Sisters with Transistors: Hidden heroines of electronica
Review: Impeccable documentary retrieves the stories of female musical pioneers
Maryanne Amacher in Sisters with Transistors. Photograph: Peggy Weil
Film Title: Sisters With Transistors
Director: Lisa Rovner
Starring: Laurie Anderson, Clara Rockmore, Daphne Oram, Bebe Barron, Pauline Oliveros, Delia Derbyshire, Maryanne Amacher, Eliane Radigue, Suzanne Ciani, Laurie Spiegel
Running Time: 86 min
“Why have there been no ‘great’ women composers?” asked accordionist and experimental musician Pauline Oliveros in a 1970 New York Times essay. Why indeed, wonders Sisters With Transistors.
Many people may be familiar with Delia Derbyshire, the electronic music pioneer who composed the theme of Doctor Who in 1963 as part of her duties with the BBC Radiophonic Workshop. But how much do you know about Clara Rockmore, the Lithuanian virtuoso who became the first theremin star and who assisted its inventor with the instrument’s design?
Or Daphne Oram, a classical pianist who became one of the founders of the same Radiophonic Workshop? Or Maryanne Amacher, a student of Karlheinz Stockhausen and an installation artist who composed using sounds generated inside the ear that are only clearly audible to the hearer?

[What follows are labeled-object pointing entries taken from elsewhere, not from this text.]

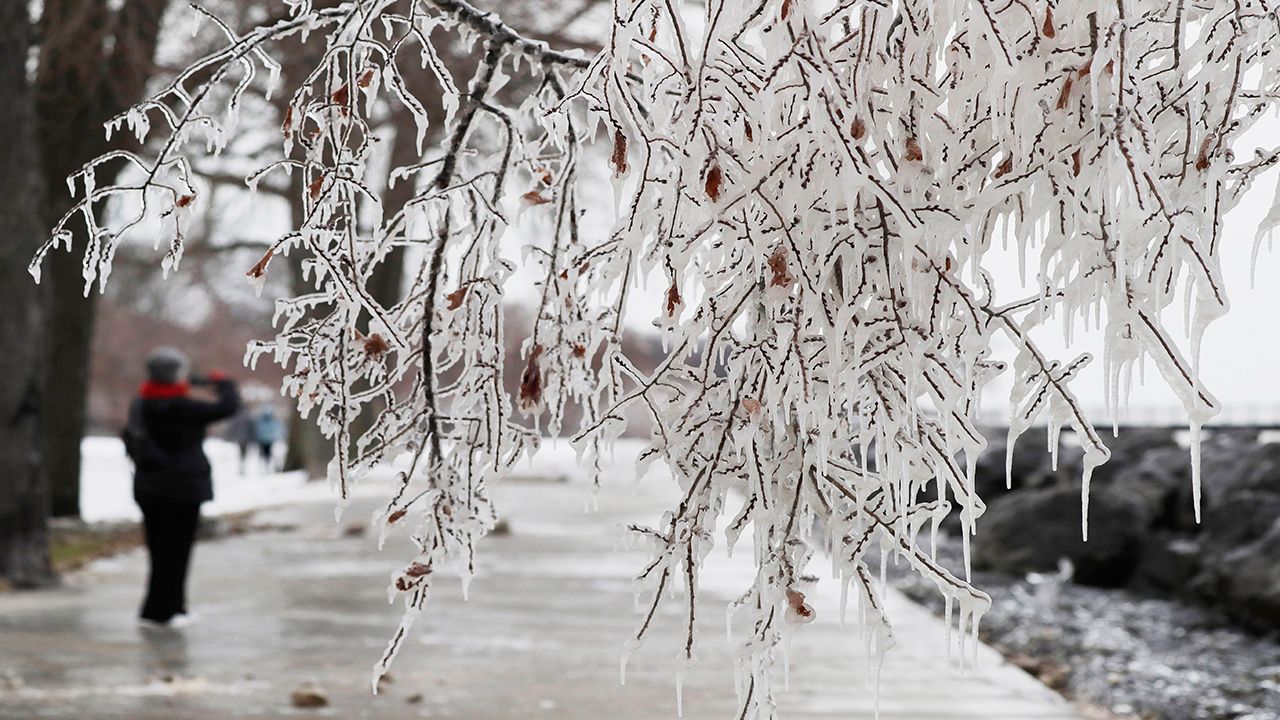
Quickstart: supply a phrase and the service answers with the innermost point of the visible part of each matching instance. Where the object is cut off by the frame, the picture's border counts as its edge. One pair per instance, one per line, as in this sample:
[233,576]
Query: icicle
[680,693]
[1196,468]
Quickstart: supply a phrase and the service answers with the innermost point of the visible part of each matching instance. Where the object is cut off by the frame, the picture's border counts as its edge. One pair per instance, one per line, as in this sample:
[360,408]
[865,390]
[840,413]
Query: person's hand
[211,378]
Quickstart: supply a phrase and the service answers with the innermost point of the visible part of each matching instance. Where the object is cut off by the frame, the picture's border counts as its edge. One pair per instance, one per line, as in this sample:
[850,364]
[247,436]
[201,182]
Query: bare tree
[94,62]
[23,495]
[819,187]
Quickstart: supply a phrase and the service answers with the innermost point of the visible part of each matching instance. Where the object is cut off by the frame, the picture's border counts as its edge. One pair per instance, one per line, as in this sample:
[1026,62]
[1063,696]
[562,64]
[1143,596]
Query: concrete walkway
[540,636]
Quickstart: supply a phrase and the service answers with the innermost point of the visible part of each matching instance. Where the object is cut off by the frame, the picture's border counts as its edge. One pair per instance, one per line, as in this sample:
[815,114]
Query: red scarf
[163,391]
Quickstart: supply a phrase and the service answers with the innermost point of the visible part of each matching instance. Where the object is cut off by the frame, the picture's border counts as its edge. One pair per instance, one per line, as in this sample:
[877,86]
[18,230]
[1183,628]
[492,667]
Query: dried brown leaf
[620,153]
[531,382]
[913,150]
[534,197]
[376,345]
[455,299]
[673,300]
[782,277]
[259,268]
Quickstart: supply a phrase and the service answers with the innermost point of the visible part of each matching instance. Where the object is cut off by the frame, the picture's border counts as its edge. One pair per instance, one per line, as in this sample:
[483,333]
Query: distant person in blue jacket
[268,429]
[172,477]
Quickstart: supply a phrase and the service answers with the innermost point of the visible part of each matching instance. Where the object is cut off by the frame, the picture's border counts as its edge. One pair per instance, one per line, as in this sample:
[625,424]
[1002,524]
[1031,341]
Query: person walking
[172,477]
[268,429]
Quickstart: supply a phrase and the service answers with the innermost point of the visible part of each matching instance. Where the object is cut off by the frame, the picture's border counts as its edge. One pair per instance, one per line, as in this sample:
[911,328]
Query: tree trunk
[94,64]
[23,500]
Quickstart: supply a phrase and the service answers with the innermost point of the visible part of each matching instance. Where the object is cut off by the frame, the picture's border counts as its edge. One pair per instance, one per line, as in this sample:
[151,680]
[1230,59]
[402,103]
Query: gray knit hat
[167,365]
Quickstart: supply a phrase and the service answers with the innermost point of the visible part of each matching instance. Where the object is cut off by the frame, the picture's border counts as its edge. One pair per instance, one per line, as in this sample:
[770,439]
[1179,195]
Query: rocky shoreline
[1132,655]
[1157,616]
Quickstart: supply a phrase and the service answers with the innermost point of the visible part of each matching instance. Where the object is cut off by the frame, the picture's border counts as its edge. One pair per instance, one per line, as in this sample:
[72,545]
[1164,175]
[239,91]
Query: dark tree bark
[94,64]
[23,499]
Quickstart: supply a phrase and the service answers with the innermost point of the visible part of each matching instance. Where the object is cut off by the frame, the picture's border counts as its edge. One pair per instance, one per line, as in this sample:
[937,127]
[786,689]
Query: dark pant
[170,531]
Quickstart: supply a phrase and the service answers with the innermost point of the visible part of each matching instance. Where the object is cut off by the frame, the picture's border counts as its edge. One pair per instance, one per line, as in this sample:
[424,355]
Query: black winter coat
[177,425]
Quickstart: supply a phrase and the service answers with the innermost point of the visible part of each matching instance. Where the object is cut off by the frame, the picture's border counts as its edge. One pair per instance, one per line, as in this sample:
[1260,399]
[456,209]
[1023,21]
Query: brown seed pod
[376,346]
[913,150]
[782,277]
[534,197]
[714,177]
[1065,96]
[455,299]
[620,153]
[1005,167]
[531,382]
[673,300]
[259,268]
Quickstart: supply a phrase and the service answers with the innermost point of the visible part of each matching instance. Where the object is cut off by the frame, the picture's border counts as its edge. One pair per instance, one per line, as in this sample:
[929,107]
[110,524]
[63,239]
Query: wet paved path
[540,636]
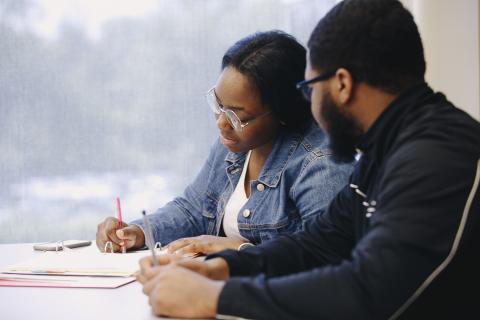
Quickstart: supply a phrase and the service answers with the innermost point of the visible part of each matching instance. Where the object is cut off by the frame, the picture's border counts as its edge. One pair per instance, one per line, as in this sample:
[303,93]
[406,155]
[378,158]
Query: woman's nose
[222,122]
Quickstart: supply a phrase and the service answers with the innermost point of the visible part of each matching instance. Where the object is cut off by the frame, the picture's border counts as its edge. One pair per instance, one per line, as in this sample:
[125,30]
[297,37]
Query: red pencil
[119,212]
[119,217]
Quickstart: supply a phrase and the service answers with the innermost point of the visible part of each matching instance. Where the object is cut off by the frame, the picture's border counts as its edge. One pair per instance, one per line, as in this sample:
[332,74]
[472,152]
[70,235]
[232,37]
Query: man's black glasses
[304,86]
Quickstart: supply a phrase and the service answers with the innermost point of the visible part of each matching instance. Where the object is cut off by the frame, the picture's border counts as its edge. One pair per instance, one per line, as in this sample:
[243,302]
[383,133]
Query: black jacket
[402,240]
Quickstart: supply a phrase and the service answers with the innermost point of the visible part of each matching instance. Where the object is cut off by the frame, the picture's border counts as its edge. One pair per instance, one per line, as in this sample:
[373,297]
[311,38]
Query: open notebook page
[88,262]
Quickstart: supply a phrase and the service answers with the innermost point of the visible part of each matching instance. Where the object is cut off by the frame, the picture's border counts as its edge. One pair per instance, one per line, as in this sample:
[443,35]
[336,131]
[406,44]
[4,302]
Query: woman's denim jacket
[297,182]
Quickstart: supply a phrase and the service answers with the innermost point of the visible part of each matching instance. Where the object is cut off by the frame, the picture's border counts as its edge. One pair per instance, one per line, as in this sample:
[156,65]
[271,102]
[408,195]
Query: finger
[177,244]
[195,247]
[193,265]
[101,237]
[111,226]
[140,278]
[145,264]
[150,284]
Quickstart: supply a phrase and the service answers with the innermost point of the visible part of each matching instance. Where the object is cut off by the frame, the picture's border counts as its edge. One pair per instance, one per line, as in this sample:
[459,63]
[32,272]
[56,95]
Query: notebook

These and other fascinating talents are chronicled in Lisa Rovner’s impeccable documentary.
As Laurie Spiegel, whose composition features on the Golden Record, a disc that accompanied both Voyager probes, recounts: “We women were especially drawn to electronic music when the possibility of a woman composing was in itself controversial. Electronics let us make music that could be heard by others without having to be taken seriously by the male-dominated establishment.”
It’s ironic that this wonderful film bills itself as an “untold story”. Electronica may have been a refuge for many classically trained female musicians, hoping to break away from a male-dominated profession, yet these women have still been sidelined and forgotten by the medium they shaped and willed into existence.
There are notable exceptions, of course. Suzanne Ciani, new age and early electronic adopter, has been nominated for a Grammy five times. Éliane Radigue, one of the first sound engineers to incorporate tape feedback technique, was sponsored by the French government in her endeavours to fashion an epic Buddhist cycle dedicated to Milarepa, the Tibetan yogi.
There’s nary a dull moment – nor a dull character – in this gripping history. Narrator Laurie Anderson is our amiable guide.